Data parsing

User data is the entry point of the RAWGraphs workflow, and the rawgraphs-core library introduces some concepts and utilities to deal with user provided datasets.

RAWGraphs works on a tabular dataset, that will be transformed internally according to the chart type we want to draw.

The task of importing such kind of dataset from common formats like csv into javascript is already solved by other libraries (we use d3-dsv in the RAWGraphs app), but as we normally work with text-based data formats, we also must define the data types of the different columns.

For example in this csv dataset:

year, orders, total, client
2000, 100, 1000, A and Co.
2001, 10, 2000, M and Co.
2002, 30, 300, C and Co.

all data points and values are formally strings, but the column year could be paresed as a date, and the columns orders and total are numbers.

Data Types in RAWGraphs#

RAWGraphs has the concept of data type and can handle strings, number and dates.

When handling a user dataset, it is required that each data column in the tabular dataset has the same data type for all the data points.

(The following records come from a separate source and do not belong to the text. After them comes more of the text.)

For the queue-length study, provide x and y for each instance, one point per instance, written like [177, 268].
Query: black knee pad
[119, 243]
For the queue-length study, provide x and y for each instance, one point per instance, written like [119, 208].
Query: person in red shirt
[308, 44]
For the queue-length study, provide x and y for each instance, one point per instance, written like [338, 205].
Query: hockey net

When we create an instance of a rawgraphs chart you have the ability to declare the datatypes of the columns in the dataset, otherwise raw will infer them from the dataset. Given a set of column, its datatypes are expressed as an object where keys are the names of columns and values a- one of "number", "date", or "string".

For example:

const dataTypes = {
age: "number",
height: "number",
born: "date",
name: "string",
}

Let's go back to the basic example of rendering a chart:

// 1. imports: chart factory function and chart implementation
import { chart } from '@rawgraphs/rawgraphs-core'
import { bubblechart } from '@rawgraphs/rawgraphs-charts'
// 2. defining data
const data = [{age:10, height:130}, {age:18, height:170}]
// 3. defining mapping
const mapping = { x: { value: 'age' }, y: { value: 'height' } }
// 4. creating a chart instance
const viz = new chart(bubblechart { data, mapping})
// 5. rendering to the DOM
const targetNode = document.getElementById('some-div')
viz.renderToDOM(targetNode)

As you can see there's no mentioning of datatypes, but under the hood rawgraphs has been able to identify the "age" and "height" columns in the dataset. In this case this is important as the bubblechart only accepts numbers or dates on the x dimension and numbers on the y dimensions.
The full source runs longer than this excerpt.